3) Suitable for desktop and more interactive Linux systems.
4) Will allow in future to implement a per user policy.
The user database format is old and not extensible, as discussed maybe
with a modern format we may achieve the following:
User=djalal
DenyNewFeatures=no
Which means that interactive user will be allowed to load extra
Linux features. Others, volatile accounts or guests can be easily
blocked from doing so.
5) CAP_NET_ADMIN is useful, it handles lot of operations, at same time it
started to look more like CAP_SYS_ADMIN which is overloaded. We need
CAP_NET_ADMIN, containers need it, but at same time maybe we do not
want programs running with it to load 'netdev-%s' modules. Having an
extra per-task flag allow to discharge CAP_NET_ADMIN and other
capabilities, it is clearly targeted to automatic module loading
operations and from a higher view to 'load new kernel features schema'.
Usage:
------
To set the per-task "modules_autoload_mode":
prctl(PR_SET_MODULES_AUTOLOAD_MODE, mode, 0, 0, 0);
When a module auto-load request is triggered by current task, then the
operation has first to satisfy the per-task access mode before attempting
to implicitly load the module. Once set, this setting is inherited across
fork, clone and execve.
Prior to use, the task must call prctl(PR_SET_NO_NEW_PRIVS, 1) or run with
CAP_SYS_ADMIN privileges in its namespace. If these are not true, -EACCES
will be returned. This requirement ensures that unprivileged programs cannot
affect the behaviour or surprise privileged children.
The per-task "modules_autoload_mode" supports the following values:
0 There are no restrictions, usually the default unless set
by parent.
1 The task must have CAP_SYS_MODULE to be able to trigger a
module auto-load operation, or CAP_NET_ADMIN for modules with
a 'netdev-%s' alias.
2 Automatic modules loading is disabled for the current task.
The mode may only be increased, never decreased, thus ensuring that once
applied, processes can never relax their setting.

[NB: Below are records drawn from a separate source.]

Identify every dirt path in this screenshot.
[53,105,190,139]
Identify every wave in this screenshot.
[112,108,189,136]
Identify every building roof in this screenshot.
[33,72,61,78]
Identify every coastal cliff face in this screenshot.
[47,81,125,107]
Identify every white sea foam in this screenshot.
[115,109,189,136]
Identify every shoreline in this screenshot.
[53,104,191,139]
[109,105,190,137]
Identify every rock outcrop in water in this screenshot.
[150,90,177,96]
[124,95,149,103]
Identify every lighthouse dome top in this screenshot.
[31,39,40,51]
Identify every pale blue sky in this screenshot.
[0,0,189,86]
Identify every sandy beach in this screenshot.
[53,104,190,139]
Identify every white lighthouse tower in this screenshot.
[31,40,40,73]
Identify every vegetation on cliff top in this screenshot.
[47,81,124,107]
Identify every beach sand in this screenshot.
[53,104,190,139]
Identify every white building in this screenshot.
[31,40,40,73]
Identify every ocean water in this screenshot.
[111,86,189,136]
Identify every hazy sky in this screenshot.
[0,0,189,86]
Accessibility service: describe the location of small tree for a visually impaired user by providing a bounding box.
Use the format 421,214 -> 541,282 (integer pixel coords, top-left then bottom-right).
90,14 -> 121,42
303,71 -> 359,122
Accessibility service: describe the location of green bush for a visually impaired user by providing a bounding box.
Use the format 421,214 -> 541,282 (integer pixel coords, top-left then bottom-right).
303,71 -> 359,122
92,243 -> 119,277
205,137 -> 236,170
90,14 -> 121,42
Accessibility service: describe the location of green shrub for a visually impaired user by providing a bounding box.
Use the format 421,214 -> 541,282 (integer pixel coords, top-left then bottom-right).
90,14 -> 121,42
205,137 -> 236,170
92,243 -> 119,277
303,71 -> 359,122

This make it easy for
developers and users to handle.
Note that even if the per-task "modules_autoload_mode" allows to auto-load
the corresponding modules, automatic module loading may still fail due to
the global sysctl "modules_autoload_mode". For more details please see
Documentation/sysctl/kernel.txt, section "modules_autoload_mode".
When a request to a kernel module is denied, the module name with the
corresponding process name and its pid are logged. Administrators can use
such information to explicitly load the appropriate modules.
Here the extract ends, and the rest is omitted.